I think when these new teachers see that someone is willing to listen to their ideas and help iron out the wrinkles, it will give them new hope. By collaborating with a new teacher, I am showing that I believe in them and that I’m willing to step outside my own box and take risks. I am also showing them that taking risks is worth doing if it benefits our students. When we allow mentoring to become a two way street, I think it helps us be more successful in the classroom! What do you think?

Original image: '2b needed'
http://www.flickr.com/photos/36613169@N00/275112462 by: Gisela Giardino

4 comments:

Eduardo said...

Hi Pat, great post and very true. I hope that when Luz and Sabrina read this post they will feel more motivated to also teach to me and motivate me.

I am their mentor, although they can both "fly" by their own means.

They are both young, motivated teachers from Argentina and love your posts.

luckeyfrog said...

Mentoring is great when it goes both ways. My mentor teacher is essentially a co-teacher this year, as we share a classroom. Sometimes I wish I had another mentor outside the situation, but in general it's great because we both know the kids and see what is happening.

I do always wish for more feedback- positive compliments, even over little things, are so reassuring to a new teacher. Also, just like with parents- positive comments make negative ones easier to hear later.

My mentor teacher is great about taking suggestions and letting me try them or trying them herself. She's very open to trying new things, maybe in part because she has only been teaching a few years herself. She makes me feel like I have good ideas and we both bring different things to the classroom. That may give her ideas, but it also makes me feel useful and competent.
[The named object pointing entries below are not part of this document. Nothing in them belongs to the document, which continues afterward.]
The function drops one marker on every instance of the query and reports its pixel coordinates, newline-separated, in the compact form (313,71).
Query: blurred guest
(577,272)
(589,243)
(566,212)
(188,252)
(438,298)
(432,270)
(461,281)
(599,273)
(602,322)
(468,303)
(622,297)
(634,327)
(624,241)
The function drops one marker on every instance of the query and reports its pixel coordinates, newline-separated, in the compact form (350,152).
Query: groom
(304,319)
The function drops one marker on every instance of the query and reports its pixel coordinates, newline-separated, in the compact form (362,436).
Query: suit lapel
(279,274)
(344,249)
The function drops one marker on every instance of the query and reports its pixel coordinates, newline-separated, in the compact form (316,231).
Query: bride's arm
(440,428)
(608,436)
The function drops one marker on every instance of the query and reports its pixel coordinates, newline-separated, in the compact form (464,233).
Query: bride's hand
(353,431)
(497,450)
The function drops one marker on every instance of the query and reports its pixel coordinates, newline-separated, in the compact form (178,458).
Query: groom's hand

I think it's also important to realize, though, that this kind of listening for new and fresh ideas shouldn't just occur with new teachers. I think it's important that new teachers aren't just looked at as having a fresh perspective because they are young. Most new teachers I know have plenty of solid teaching ideas (irregardless of age), and many also have considerable experience working with children or teaching in a non-school setting that can come into play.

Lorena said...

Really a great post, I'll share it with other teachers and with a group that is studying to be a teacher.
Thanks.

sabridv said...

Dear Pat,
I loved your post too. I think it is great learning together. It takes a great person and a great teacher to acknowledge that even though they are more experienced they can also learn from the newbies. I love collaborative work and teaching-learning. I have learnt a lot from Eduardo and with his help I have been able to develop many of my own projects. He has even made me realised that I also have things to teach him. Thanks a lot to both of you then, him for having been such a good teacher and you for having made us reflect upon this.